L’entreprise ne peut plus ignorer les trajets à rallonge de ses salariés

Politique sociale | publié le : 01.02.2008 | Anne Fairise

Quand les déplacements quotidiens sont un casse-tête, les entreprises en subissent les effets. La parade ? Favoriser le covoiturage, le télétravail ou instaurer des horaires souples.

Ne vaudrait-il pas mieux déménager ? Sur la plate-forme logistique Easidys à Saint-Laurent-de-Mure, à deux pas de l’aéroport de Lyon-Saint-Exupéry, la question est récurrente. « Nous pourrions, dès demain, signer 25 CDI de préparateurs de commandes et de caristes, l’équivalent de 10 % des effectifs. Faute de candidats, nous recourons à l’intérim plus que souhaité et gérons un turnover trop important », déplore Pascal Piotrowski, DRH du site lyonnais de la filiale du groupe Casino. L’ouverture 24 heures sur 24 de l’entrepôt, les 30 kilomètres le séparant du centre de Lyon dissuadent les candidats de postuler à ces emplois payés au smic. Au point qu’à l’automne Easidys a demandé aux collectivités locales de revoir la desserte de transports en commun et envisage même de créer un collectif avec… les entreprises concurrentes du site ! Il y a urgence : avec un baril de pétrole à 100 dollars, même les permanents exigent des mesures.

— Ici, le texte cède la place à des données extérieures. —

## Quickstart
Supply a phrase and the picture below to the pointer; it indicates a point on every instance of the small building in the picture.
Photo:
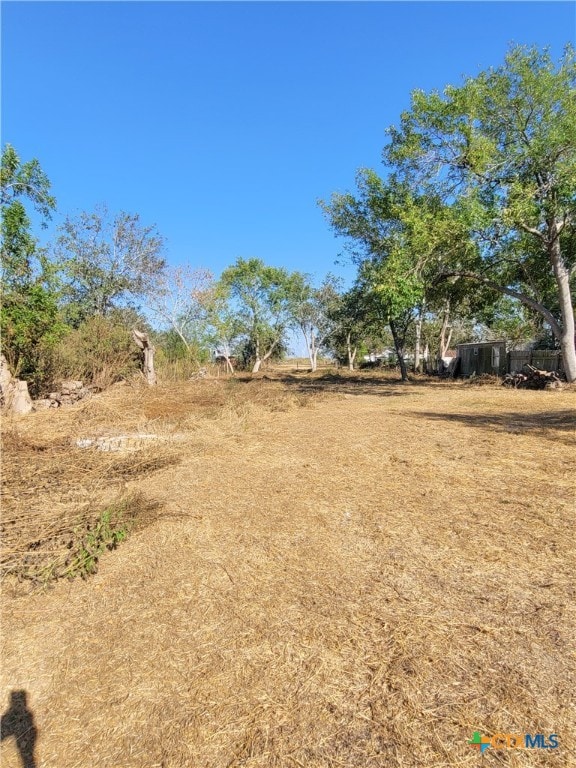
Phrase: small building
(482, 357)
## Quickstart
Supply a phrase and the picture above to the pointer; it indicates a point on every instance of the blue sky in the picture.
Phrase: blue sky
(224, 122)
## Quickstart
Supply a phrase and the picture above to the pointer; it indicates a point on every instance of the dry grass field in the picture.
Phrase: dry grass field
(322, 572)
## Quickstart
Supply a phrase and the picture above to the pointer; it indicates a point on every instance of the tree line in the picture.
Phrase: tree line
(469, 233)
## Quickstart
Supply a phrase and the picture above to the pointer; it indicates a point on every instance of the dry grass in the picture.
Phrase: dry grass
(360, 583)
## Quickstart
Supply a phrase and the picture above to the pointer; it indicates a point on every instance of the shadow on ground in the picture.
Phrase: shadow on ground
(343, 385)
(546, 424)
(18, 722)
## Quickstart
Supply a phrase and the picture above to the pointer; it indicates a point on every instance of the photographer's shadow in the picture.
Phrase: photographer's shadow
(18, 721)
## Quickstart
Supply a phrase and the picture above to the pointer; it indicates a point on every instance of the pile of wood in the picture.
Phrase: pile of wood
(69, 392)
(533, 378)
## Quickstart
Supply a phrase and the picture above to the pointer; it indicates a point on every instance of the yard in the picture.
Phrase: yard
(326, 571)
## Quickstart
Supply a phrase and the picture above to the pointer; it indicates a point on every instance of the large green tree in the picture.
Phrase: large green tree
(29, 317)
(500, 151)
(109, 261)
(262, 299)
(376, 224)
(314, 311)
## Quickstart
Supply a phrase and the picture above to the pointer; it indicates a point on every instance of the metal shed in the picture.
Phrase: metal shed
(483, 357)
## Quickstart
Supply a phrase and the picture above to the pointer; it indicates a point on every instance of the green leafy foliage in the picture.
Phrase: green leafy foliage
(108, 261)
(261, 298)
(29, 317)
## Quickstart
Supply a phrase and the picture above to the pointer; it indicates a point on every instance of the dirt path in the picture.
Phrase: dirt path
(361, 583)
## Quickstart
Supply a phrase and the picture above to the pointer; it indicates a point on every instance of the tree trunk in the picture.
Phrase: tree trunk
(417, 362)
(313, 352)
(14, 392)
(351, 353)
(258, 361)
(567, 333)
(445, 343)
(143, 342)
(399, 346)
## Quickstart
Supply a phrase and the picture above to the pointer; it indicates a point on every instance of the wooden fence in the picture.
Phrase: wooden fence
(544, 359)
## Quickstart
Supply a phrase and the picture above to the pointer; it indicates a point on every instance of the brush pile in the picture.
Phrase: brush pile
(533, 378)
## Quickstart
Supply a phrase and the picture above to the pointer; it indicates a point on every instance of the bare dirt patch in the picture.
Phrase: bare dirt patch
(344, 571)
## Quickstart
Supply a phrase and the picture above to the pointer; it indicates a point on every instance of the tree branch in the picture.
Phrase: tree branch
(535, 305)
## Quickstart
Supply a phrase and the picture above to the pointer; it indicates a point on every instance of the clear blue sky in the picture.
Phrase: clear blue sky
(224, 122)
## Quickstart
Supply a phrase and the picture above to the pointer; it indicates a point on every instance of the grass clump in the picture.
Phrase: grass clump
(107, 532)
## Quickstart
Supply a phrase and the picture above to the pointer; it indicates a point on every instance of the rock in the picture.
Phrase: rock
(41, 404)
(71, 385)
(20, 402)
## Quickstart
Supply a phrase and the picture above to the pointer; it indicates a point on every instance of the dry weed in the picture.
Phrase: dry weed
(364, 584)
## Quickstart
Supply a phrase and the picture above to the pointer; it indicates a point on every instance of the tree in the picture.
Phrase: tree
(350, 329)
(501, 151)
(374, 221)
(262, 298)
(314, 313)
(29, 317)
(179, 297)
(109, 261)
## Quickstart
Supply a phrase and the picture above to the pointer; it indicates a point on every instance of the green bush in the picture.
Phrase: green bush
(99, 352)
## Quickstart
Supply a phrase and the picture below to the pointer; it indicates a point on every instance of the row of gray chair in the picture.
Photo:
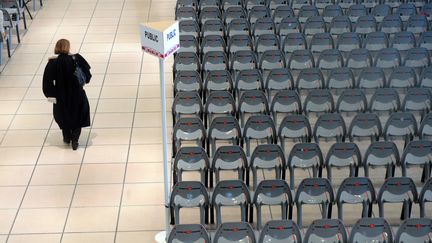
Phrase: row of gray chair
(321, 230)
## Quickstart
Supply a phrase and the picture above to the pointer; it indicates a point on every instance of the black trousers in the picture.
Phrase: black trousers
(71, 134)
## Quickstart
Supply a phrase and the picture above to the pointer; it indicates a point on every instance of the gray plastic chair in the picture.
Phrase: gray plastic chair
(381, 154)
(272, 193)
(296, 128)
(417, 153)
(400, 124)
(352, 100)
(398, 190)
(186, 233)
(234, 232)
(188, 129)
(343, 155)
(385, 100)
(230, 193)
(224, 128)
(371, 230)
(326, 230)
(280, 231)
(260, 128)
(190, 159)
(305, 156)
(356, 190)
(414, 230)
(365, 125)
(189, 194)
(266, 157)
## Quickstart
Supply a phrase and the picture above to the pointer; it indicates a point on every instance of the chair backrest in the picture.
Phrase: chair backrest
(234, 232)
(371, 230)
(280, 231)
(326, 230)
(414, 230)
(185, 233)
(352, 100)
(356, 190)
(365, 125)
(381, 153)
(386, 99)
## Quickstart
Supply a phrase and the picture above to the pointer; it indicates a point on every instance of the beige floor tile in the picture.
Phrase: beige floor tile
(97, 195)
(91, 219)
(88, 237)
(48, 197)
(55, 175)
(101, 173)
(46, 220)
(35, 238)
(131, 218)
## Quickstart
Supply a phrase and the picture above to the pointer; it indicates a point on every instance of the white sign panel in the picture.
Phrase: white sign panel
(160, 38)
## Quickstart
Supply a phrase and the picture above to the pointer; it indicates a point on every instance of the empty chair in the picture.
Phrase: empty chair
(321, 42)
(365, 125)
(371, 78)
(273, 193)
(375, 41)
(230, 193)
(289, 25)
(301, 59)
(294, 41)
(228, 158)
(403, 77)
(400, 124)
(319, 101)
(187, 81)
(417, 58)
(356, 190)
(417, 153)
(309, 79)
(285, 102)
(189, 194)
(359, 58)
(186, 104)
(280, 231)
(314, 25)
(388, 58)
(352, 100)
(414, 230)
(329, 59)
(340, 78)
(234, 232)
(260, 128)
(304, 156)
(391, 24)
(385, 100)
(339, 25)
(314, 191)
(371, 230)
(417, 99)
(184, 233)
(381, 154)
(403, 41)
(348, 41)
(223, 128)
(188, 129)
(365, 24)
(189, 159)
(398, 190)
(330, 126)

La mobilité des salariés préoccupe aussi quotidiennement Europig, abattoir de porcs installé à Josselin, petite cité du Morbihan. Faute de bras dans le bassin (4 % de chômage), l’entreprise recrute, depuis un an, jusqu’à Saint-Brieuc, dans les Côtes-d’Armor, à 78 kilomètres. « Pour être attractifs, il nous a fallu nous adapter. Notre argument, c’est l’emploi en CDI au terme du contrat d’intérim. En attendant que les salariés emménagent à proximité, nous tâchons de faciliter leurs déplacements en organisant du covoiturage », note Sophie Chazel, responsable de l’agence Randstad Inhouse Services, installée dans les murs de la firme, qui gère 100 désosseurs et manutentionnaires. Des tarifs ont même été négociés avec le camping des Cerisiers, « à quinze minutes à pied de l’usine ».

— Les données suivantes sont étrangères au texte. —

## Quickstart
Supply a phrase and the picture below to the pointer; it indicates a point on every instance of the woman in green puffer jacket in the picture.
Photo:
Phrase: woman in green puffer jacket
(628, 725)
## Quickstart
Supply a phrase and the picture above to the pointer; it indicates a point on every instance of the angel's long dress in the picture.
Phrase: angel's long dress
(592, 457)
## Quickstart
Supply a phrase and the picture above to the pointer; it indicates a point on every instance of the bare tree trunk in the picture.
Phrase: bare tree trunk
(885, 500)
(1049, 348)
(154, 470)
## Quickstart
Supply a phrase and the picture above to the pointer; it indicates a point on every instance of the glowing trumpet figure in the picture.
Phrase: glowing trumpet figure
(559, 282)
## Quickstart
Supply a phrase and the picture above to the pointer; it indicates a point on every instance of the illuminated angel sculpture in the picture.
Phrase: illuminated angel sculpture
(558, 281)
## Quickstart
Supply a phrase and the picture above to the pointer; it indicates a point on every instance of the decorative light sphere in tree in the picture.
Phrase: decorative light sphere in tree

En tête, les déplacements domicile-travail. Ces difficultés d’organisation de la vie quotidienne sont vécues bien au-delà des territoires enclavés, de la région parisienne ou des zones touristiques où le coût du foncier chasse les actifs en périphérie. Comme le révèle un sondage Liaisons sociales-Institut pour la ville en mouvement, 87 % des employeurs y sont confrontés souvent ou à l’occasion. 53 % reconnaissent que cela perturbe le recrutement et génère du turnover ou de l’absentéisme. Très prégnants, les problèmes de déplacement domicile-travail. De fait, le Français qui parcourait 20 kilomètres par jour en 1975 en fait aujourd’hui le double. En Ile-de-France, le Medef a lancé une étude sur les transports. « Jamais nous n’avons autant mobilisé sur le sujet, s’étonne Jérôme Dubus, délégué général. La dégradation des conditions de transport génère trop de retards et de baisse de productivité. » Tour d’horizon des solutions privilégiées, et souvent combinées, par les employeurs sondés par Liaisons sociales et l’IVM.

ASSOUPLIR LES HORAIRES

Une ouverture élargie du site, de 7 heures à 20 h 30, et des horaires à la carte pour les salariés au forfait jours, qui pourront commencer ou terminer leur travail à domicile. Près d’un an avant l’installation de cette grosse SSII en banlieue parisienne, les syndicats se félicitent des mesures accordées. Surtout de celle estampillée « travail occasionnel partiel à domicile », distincte du télétravail.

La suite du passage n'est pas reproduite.